Запыхавшаяся Ройчиха передохнула и торжествующе оглядела заслушавшихся женщин.

— Так ее, с пустыми руками, и выгнали?

— А как же еще? Что у нее там было что-нибудь свое, что ли? Ничего. По всей справедливости жене все полагалось.

— А этот Каня зажиточный был?

— Ну а как же? Свиньями торговал, да и земли у него уйма. И дом, Веселовская говорила, каменный.

— И все это теперь его бабе?

— Все дочиста! Детей-то ведь у них не было.

— Анна-то и так за эти два года небось сладко поела.
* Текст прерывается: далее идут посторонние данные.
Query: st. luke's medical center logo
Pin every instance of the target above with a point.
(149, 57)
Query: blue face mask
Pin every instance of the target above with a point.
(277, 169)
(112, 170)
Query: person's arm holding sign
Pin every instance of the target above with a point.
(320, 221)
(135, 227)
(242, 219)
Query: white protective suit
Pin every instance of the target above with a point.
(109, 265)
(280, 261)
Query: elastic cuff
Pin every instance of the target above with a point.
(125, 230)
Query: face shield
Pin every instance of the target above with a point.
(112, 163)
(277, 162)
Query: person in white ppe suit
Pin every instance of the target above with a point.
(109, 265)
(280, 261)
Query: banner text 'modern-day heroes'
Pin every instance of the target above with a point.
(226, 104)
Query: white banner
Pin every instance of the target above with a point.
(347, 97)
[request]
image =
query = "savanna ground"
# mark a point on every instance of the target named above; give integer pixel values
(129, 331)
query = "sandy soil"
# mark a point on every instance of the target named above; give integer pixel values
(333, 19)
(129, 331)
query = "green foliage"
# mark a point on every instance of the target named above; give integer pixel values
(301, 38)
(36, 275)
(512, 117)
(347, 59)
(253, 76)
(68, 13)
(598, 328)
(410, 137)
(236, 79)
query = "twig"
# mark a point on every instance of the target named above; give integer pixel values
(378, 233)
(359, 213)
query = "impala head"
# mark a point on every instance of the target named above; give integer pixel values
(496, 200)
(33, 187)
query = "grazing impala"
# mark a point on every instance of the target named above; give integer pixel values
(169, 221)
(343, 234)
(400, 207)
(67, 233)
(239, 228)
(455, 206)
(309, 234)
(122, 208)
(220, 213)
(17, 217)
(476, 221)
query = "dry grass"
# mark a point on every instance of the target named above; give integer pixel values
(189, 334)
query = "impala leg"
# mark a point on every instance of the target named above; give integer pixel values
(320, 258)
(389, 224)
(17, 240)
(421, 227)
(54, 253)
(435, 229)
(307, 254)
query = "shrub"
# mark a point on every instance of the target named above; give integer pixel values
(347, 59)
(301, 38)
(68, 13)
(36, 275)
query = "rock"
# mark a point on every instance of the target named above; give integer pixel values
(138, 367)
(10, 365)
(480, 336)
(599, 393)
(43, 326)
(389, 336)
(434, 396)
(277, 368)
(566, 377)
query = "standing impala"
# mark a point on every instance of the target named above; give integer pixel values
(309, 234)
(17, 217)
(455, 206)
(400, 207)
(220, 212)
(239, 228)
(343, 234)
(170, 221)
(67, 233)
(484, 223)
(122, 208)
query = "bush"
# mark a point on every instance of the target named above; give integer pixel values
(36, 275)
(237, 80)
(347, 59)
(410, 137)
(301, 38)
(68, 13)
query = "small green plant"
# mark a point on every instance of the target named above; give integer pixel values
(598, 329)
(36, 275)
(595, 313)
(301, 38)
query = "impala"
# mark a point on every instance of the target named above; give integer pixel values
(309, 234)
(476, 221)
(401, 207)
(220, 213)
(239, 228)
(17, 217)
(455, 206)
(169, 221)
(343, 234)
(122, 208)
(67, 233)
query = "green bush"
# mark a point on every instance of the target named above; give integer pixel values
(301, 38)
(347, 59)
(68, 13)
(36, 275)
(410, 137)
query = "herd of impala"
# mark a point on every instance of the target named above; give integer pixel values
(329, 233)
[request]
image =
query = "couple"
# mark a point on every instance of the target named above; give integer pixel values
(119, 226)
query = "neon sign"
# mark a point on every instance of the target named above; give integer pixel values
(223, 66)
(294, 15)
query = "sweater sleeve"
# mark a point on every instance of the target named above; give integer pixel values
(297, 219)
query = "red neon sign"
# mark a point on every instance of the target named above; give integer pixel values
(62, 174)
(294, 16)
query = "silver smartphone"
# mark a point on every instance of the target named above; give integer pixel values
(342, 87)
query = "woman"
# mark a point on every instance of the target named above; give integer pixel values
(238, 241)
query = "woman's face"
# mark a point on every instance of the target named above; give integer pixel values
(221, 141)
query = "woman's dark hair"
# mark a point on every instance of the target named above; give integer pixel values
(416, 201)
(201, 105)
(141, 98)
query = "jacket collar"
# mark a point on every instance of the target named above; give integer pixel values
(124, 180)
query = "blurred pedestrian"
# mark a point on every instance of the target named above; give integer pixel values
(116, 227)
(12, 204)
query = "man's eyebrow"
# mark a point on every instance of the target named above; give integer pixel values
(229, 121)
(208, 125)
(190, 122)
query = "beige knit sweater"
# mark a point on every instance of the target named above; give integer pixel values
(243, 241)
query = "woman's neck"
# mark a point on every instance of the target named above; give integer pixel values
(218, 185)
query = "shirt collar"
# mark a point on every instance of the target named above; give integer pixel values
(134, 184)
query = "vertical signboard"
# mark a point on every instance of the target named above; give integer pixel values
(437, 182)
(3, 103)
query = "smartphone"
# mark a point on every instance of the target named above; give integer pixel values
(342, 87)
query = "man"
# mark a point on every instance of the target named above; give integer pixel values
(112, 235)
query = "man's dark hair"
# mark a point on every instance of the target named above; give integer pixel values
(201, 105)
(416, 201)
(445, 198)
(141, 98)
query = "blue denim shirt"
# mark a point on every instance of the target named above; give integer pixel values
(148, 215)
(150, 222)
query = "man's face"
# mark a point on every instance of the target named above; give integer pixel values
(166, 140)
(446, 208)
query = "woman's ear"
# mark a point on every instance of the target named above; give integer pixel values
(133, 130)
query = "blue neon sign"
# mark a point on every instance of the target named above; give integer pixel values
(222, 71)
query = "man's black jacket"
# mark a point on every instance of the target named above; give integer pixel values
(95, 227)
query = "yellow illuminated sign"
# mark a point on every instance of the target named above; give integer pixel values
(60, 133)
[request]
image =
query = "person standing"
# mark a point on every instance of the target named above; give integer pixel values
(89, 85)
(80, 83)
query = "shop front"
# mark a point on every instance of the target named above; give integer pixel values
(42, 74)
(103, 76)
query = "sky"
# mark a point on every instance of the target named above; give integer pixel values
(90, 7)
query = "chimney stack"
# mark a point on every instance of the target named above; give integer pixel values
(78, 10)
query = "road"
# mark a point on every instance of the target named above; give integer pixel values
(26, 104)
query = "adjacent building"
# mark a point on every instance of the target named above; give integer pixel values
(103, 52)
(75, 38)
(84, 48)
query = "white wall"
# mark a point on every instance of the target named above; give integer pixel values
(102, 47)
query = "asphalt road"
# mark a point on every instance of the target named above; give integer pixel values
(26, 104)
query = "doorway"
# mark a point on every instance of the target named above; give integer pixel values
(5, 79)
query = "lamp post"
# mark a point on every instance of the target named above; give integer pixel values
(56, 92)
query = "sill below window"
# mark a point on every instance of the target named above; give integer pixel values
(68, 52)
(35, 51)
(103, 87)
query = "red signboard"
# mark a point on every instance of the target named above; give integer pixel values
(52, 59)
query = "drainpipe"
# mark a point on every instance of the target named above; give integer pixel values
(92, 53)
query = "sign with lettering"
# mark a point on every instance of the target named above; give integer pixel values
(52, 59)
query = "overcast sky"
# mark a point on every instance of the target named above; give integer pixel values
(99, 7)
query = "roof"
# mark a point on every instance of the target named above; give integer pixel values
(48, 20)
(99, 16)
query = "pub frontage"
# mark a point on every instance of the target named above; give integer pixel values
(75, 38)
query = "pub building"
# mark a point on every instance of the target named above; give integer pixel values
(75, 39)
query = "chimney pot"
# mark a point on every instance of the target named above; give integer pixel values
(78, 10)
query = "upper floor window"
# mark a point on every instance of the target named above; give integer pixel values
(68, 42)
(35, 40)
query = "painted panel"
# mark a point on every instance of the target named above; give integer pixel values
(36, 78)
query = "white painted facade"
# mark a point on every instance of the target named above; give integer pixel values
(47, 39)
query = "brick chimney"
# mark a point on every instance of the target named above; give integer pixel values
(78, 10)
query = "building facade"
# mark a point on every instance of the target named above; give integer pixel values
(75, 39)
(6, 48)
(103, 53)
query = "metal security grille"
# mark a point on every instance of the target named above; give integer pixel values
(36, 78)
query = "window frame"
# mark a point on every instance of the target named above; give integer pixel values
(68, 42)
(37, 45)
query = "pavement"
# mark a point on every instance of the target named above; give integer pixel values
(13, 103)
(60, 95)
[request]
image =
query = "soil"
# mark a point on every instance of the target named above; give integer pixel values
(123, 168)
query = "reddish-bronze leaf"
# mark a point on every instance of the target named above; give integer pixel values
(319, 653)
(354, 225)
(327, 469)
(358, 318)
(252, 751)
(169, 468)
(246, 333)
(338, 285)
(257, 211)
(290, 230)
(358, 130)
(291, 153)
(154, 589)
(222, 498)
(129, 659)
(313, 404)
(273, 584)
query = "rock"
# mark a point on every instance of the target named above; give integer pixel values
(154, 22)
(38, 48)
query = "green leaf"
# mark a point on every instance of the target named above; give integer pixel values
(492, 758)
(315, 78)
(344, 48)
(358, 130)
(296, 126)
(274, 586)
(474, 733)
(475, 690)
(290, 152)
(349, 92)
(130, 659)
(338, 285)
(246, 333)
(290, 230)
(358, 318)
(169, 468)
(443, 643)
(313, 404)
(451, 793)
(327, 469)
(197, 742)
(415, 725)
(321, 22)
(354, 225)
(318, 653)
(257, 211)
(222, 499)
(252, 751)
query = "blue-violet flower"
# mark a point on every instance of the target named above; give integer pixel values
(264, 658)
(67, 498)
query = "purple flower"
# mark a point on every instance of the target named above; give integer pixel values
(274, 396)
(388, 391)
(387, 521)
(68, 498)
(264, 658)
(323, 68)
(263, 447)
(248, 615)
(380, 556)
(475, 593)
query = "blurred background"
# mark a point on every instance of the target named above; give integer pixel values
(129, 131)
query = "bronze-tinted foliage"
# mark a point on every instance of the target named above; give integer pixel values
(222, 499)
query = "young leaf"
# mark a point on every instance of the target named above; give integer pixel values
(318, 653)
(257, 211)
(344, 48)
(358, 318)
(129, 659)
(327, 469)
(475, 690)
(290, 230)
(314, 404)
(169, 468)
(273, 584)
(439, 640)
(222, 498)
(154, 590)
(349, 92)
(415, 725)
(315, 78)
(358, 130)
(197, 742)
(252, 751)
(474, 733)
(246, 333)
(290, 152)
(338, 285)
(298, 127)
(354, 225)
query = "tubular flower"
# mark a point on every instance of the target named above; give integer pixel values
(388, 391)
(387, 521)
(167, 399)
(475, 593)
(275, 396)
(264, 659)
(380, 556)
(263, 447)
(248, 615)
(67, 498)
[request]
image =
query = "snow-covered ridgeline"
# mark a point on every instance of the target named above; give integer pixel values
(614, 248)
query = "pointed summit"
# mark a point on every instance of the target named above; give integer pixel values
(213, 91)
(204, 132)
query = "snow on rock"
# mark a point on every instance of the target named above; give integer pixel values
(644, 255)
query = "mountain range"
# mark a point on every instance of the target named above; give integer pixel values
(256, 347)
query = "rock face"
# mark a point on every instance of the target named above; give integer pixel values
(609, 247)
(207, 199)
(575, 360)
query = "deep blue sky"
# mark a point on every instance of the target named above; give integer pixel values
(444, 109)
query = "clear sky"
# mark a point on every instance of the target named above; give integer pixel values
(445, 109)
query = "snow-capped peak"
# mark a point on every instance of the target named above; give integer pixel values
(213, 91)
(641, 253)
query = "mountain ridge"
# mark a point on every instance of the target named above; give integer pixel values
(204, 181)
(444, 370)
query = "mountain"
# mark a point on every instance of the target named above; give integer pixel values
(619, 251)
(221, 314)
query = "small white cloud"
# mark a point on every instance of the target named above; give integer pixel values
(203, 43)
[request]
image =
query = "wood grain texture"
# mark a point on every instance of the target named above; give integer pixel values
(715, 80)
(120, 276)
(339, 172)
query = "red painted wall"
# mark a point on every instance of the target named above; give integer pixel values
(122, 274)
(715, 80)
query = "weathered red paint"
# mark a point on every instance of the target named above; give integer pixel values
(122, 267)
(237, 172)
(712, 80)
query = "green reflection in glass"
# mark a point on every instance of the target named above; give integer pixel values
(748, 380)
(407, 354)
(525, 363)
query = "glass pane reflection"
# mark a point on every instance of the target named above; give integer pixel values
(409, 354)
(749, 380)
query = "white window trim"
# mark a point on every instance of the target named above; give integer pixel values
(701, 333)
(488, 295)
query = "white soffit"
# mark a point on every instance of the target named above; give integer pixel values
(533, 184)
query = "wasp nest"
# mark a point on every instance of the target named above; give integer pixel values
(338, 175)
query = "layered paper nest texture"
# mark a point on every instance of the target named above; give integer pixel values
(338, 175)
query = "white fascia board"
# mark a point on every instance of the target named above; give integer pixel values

— А теперь вот так, на все четыре стороны…

— И правильно! Надо было ей еще всыпать получше! Это что же такое? К женатому пошла. Знала ведь небось, что у него баба есть!

— Люди, люди! Что делается-то! Так без стыда и совести с женатым и жила?

— Так и жила.

— И баба его так ей и позволила?

— А что ей было делать? Только когда помер, она назад на свое хозяйство воротилась…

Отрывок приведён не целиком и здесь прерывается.